As state-by-state turnout data becomes available after the midterms, it’s clear that we remain in a period of high voter participation. Current estimates from the U.S. Elections Project suggest that turnout in the 2022 election was just a few percentage points shy of 2018, when turnout was the highest it had been in any midterm election in the past century.
Still, it’s important to remember that high turnout is not equally shared by all voters. Nonwhite turnout has been consistently lower than white turnout, and the racial turnout gap has widened in jurisdictions previously covered by the Voting Rights Act since the Supreme Court gutted the preclearance condition in 2013.
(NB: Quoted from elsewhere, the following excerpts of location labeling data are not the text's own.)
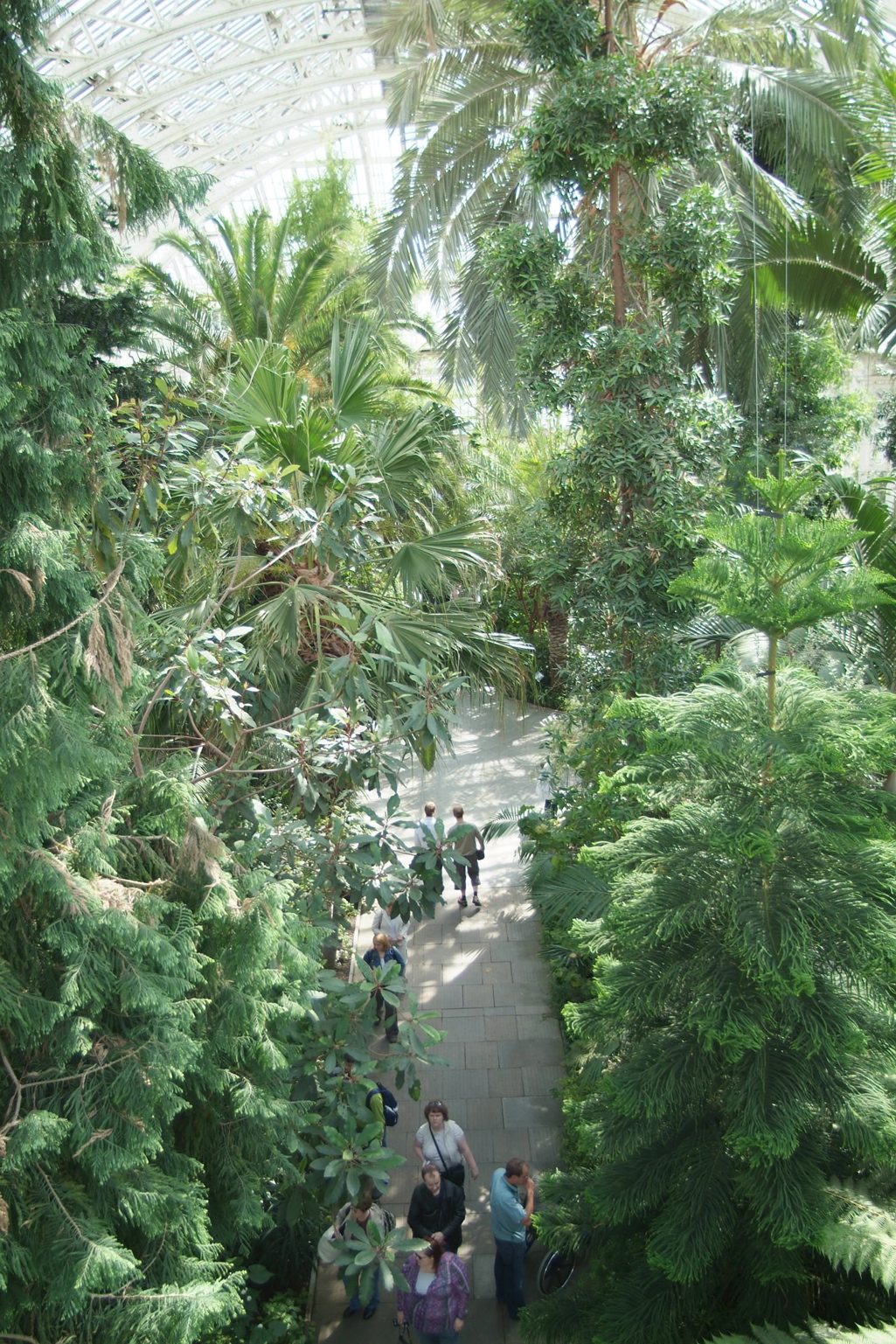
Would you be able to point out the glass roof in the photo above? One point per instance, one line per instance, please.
(246, 93)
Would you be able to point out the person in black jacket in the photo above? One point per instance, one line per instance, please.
(437, 1208)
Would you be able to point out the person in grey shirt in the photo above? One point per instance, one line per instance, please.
(512, 1198)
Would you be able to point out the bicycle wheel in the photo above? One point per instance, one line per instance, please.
(555, 1271)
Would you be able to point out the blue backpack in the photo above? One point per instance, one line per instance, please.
(390, 1104)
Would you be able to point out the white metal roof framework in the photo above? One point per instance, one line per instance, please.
(229, 87)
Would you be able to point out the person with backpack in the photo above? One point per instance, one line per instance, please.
(383, 1104)
(437, 1208)
(363, 1213)
(467, 840)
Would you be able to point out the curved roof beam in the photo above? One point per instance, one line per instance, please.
(292, 52)
(144, 42)
(229, 187)
(287, 113)
(290, 82)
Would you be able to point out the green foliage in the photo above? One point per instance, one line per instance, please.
(803, 409)
(184, 730)
(556, 35)
(775, 570)
(685, 257)
(733, 1054)
(615, 109)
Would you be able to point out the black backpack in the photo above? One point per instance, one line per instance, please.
(390, 1104)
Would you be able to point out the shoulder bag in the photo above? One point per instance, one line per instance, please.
(453, 1173)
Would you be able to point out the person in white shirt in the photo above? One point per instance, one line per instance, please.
(427, 833)
(441, 1141)
(390, 923)
(425, 828)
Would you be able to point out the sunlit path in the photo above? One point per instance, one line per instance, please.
(483, 972)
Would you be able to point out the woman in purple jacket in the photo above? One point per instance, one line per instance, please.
(437, 1294)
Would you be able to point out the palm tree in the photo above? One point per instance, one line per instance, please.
(793, 124)
(282, 282)
(308, 568)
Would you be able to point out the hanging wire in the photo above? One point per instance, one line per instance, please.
(755, 288)
(786, 258)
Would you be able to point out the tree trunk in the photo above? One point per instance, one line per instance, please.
(558, 623)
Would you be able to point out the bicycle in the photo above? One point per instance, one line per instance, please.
(555, 1271)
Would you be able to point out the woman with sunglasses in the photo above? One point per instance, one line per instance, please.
(437, 1294)
(441, 1141)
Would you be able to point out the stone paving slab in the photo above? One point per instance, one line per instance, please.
(483, 973)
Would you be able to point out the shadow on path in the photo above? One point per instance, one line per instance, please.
(483, 975)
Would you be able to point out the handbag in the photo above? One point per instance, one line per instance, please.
(453, 1173)
(327, 1248)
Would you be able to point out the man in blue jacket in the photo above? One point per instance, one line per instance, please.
(512, 1203)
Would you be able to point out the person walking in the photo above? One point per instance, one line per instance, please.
(425, 866)
(441, 1143)
(467, 840)
(426, 825)
(437, 1294)
(365, 1211)
(512, 1198)
(437, 1210)
(388, 921)
(378, 958)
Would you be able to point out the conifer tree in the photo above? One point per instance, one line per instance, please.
(160, 990)
(738, 1106)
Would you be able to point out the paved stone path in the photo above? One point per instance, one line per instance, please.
(483, 975)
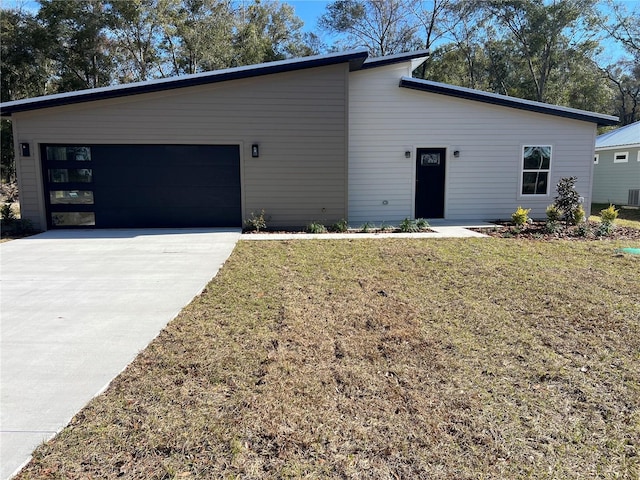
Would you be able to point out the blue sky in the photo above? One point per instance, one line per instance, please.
(309, 11)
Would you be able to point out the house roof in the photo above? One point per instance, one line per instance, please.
(628, 136)
(420, 55)
(355, 58)
(506, 101)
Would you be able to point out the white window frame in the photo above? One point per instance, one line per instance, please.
(541, 170)
(621, 160)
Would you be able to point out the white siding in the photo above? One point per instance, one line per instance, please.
(484, 182)
(612, 181)
(297, 118)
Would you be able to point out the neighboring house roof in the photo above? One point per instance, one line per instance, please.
(355, 58)
(506, 101)
(627, 136)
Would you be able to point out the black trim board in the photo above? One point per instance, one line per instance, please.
(355, 59)
(505, 101)
(391, 59)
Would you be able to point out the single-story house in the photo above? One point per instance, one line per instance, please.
(616, 169)
(321, 138)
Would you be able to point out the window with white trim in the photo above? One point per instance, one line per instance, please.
(621, 157)
(536, 166)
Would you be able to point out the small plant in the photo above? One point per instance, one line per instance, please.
(568, 199)
(340, 226)
(366, 227)
(384, 227)
(520, 216)
(422, 224)
(609, 214)
(584, 230)
(552, 226)
(578, 215)
(255, 223)
(316, 227)
(554, 214)
(7, 214)
(408, 226)
(605, 229)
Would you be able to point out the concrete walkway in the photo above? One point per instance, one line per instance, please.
(77, 307)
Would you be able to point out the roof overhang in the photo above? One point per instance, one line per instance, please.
(416, 58)
(506, 101)
(354, 58)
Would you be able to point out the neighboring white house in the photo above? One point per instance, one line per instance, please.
(310, 139)
(616, 169)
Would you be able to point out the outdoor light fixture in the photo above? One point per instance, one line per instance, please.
(25, 150)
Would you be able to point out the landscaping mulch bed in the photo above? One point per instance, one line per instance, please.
(539, 231)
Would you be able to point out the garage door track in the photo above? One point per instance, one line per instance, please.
(77, 307)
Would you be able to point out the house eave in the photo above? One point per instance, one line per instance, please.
(506, 101)
(354, 58)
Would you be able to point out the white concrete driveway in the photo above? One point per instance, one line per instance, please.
(77, 307)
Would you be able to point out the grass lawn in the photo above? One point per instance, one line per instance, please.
(438, 359)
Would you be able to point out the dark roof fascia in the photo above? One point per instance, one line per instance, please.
(391, 59)
(505, 101)
(355, 58)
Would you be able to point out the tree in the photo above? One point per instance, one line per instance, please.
(625, 78)
(196, 35)
(136, 27)
(544, 36)
(25, 72)
(385, 27)
(269, 31)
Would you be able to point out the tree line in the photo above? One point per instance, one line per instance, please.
(550, 51)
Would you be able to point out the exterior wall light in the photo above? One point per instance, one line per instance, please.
(25, 151)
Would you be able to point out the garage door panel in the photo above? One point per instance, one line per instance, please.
(155, 185)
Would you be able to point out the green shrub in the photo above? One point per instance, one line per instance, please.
(341, 226)
(256, 222)
(316, 227)
(605, 229)
(578, 215)
(7, 214)
(384, 227)
(552, 226)
(554, 214)
(408, 226)
(520, 216)
(609, 214)
(568, 199)
(366, 227)
(583, 230)
(422, 224)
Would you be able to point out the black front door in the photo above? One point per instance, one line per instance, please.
(430, 168)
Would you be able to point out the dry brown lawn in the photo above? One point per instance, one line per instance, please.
(436, 359)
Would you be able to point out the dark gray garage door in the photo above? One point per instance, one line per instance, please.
(142, 186)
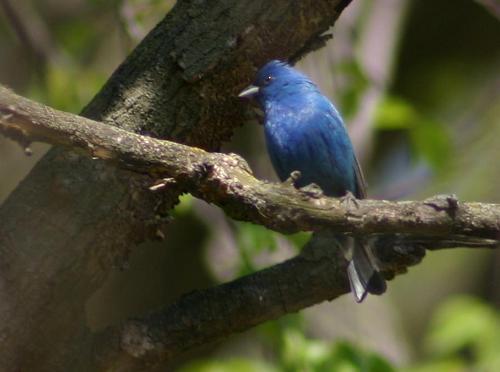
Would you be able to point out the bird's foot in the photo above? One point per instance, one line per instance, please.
(349, 201)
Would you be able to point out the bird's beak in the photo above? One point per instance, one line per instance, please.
(249, 91)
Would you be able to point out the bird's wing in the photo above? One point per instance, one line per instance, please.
(360, 179)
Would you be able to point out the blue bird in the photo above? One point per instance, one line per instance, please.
(304, 132)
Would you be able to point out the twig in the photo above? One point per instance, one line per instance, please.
(226, 181)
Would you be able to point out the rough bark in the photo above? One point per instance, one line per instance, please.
(63, 228)
(316, 275)
(226, 181)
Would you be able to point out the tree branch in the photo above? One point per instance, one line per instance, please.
(226, 180)
(77, 218)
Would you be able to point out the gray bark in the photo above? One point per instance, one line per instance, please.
(69, 221)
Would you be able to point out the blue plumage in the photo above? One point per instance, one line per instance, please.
(305, 132)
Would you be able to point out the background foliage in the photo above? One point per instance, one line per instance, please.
(419, 87)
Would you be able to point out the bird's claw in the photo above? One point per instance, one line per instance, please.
(349, 201)
(293, 178)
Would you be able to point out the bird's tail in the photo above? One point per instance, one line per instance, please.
(364, 276)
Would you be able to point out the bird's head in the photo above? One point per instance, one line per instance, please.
(275, 80)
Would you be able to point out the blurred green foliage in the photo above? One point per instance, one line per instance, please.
(463, 335)
(429, 138)
(447, 66)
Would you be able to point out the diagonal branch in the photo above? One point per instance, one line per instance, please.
(226, 181)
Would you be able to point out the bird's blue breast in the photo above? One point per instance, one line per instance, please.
(304, 132)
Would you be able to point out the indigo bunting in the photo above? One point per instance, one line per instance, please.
(304, 132)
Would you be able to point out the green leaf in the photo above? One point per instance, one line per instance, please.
(464, 322)
(229, 365)
(394, 113)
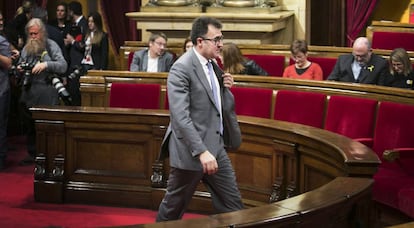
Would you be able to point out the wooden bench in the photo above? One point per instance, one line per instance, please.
(325, 56)
(364, 103)
(97, 155)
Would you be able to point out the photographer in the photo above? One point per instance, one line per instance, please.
(41, 60)
(5, 64)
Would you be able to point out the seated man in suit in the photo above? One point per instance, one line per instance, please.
(154, 58)
(362, 66)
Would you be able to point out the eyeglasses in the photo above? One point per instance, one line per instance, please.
(160, 44)
(216, 40)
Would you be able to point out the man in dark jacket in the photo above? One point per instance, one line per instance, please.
(362, 66)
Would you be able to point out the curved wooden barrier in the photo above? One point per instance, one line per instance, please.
(95, 87)
(104, 155)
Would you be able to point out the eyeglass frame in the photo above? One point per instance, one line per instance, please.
(216, 40)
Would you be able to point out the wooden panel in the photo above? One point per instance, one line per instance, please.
(380, 93)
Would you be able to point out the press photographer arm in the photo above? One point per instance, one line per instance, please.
(5, 62)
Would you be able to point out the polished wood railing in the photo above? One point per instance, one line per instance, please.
(95, 87)
(104, 155)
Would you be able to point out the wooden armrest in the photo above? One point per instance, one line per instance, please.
(366, 141)
(397, 153)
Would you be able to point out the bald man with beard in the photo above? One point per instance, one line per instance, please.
(45, 59)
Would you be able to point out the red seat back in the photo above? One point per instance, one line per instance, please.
(134, 95)
(392, 40)
(130, 57)
(394, 127)
(353, 117)
(326, 63)
(255, 102)
(300, 107)
(272, 64)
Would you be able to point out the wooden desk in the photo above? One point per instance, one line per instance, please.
(105, 156)
(254, 28)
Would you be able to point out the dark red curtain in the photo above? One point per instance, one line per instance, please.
(358, 13)
(120, 28)
(9, 7)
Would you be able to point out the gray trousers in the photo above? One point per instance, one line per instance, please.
(181, 185)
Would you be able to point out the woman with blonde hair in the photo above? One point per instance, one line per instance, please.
(235, 63)
(401, 73)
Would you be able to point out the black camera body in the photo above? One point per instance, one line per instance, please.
(27, 74)
(76, 73)
(63, 93)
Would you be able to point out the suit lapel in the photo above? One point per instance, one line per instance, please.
(200, 74)
(145, 61)
(160, 63)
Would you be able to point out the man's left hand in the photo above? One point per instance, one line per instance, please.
(38, 68)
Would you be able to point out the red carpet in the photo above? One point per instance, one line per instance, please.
(18, 209)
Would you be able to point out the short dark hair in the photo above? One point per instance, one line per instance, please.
(155, 36)
(200, 27)
(40, 13)
(76, 7)
(299, 46)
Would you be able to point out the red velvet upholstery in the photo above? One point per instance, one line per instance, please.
(130, 57)
(391, 40)
(300, 107)
(406, 200)
(272, 64)
(253, 101)
(126, 95)
(394, 127)
(353, 117)
(387, 185)
(394, 130)
(326, 63)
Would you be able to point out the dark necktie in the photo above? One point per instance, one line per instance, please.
(214, 90)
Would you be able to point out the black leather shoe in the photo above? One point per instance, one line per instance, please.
(29, 160)
(2, 164)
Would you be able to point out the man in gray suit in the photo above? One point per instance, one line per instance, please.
(201, 127)
(154, 58)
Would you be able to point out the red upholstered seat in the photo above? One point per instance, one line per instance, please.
(392, 40)
(353, 117)
(130, 57)
(394, 127)
(253, 101)
(394, 131)
(300, 107)
(327, 64)
(272, 64)
(406, 200)
(134, 95)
While most states have not yet provided their official 2022 voter file data with Election Day returns, Georgia has already published this data. Turnout in Georgia is especially worthy of examination, considering that its newly enacted Senate Bill 202 erected multiple barriers to voting in the state.
A Brennan Center analysis already revealed that the gap in turnout between white and Black voters in Georgia’s 2022 primaries was the highest it had been since at least 2014. While Georgia saw similar turnout numbers in November compared to the 2018 midterms, our new analysis shows that these racial turnout gaps persisted. In fact, although overall turnout didn’t change much from 2018, this high-level statistic obscures the fact that white turnout went up while nonwhite turnout went down, cancelling one another out, as the figure below makes clear. (See the bottom of this post for a note on data and methods.)
White turnout was 8.6 percentage points higher than nonwhite turnout in the midterm election this year — higher than any general election in the past decade, and roughly 50 percent higher than in the last two midterms.
This gap was driven largely by a much wider gap between white and Black voters this year. This gap was also higher than any point in the past decade — and roughly double the gap observed in 2014 and 2018.
To put these percentages into perspective, if nonwhite voters had turned out to vote at the same rate as white voters in this year’s midterms, they’d have cast over 267,000 additional ballots. Most of these ballots (about 176,000) would’ve been cast by Black voters. These “missing ballots” dwarf the count that Sen. Raphael Warnock would have needed to avoid the December runoff (43,690).
Several factors affect turnout, including poll site resources and weather, among others, so we cannot say whether the passage of S.B. 202 is the cause of the turnout gaps’ growth. However, the law has been challenged in multiple lawsuits — including one filed by the U.S. Department of Justice —alleging that it is racially discriminatory. And it is likely that some of the law’s provisions disproportionately discouraged or prevented voters of color from turning out, such as limiting mail-in voting and drop box usage.
While high turnout should be celebrated, it is not an indication that restrictive voting laws are harmless. High-level turnout numbers can be especially pernicious when they mask turnout rates moving in opposite directions for white and nonwhite voters.
Data and Methods
To estimate the racial turnout rate in each election, we leverage snapshots from L2 following the general elections. These are dated 5/16/2015, 1/27/2017, 12/22/2018, 2/4/2021, and 11/20/2022.
Voters in Georgia self-report their race, which L2 incorporates along with other data into their models of voters’ races in their snapshots. For individuals whose race is not reported by L2, we run fBISG at the block-level. For the 2014 election, we use fBISG with 2010 census data; for the other elections, we use fBISG with 2020 census data. We sum the predicted probabilities to determine the number of ballots cast by voters of each race/ethnicity. In each year, the denominator is taken from 5-year ACS estimates of the citizen voting age population (CVAP). In 2022, we use 2020 CVAP estimates, as that is the latest year available.
NOTE: In a previous iteration of our methodology section we were not clear about the provenance of voters’ races in the L2 file and that the racial categorizations of voters were the product of L2’s models. When we use only voters’ raw self-reported race (and fBISG for “others” and “unknowns”), and not L2’s modeled racial data, the numbers point in the same direction: white turnout increased relative to 2018, while nonwhite turnout decreased between 2018 and 2022.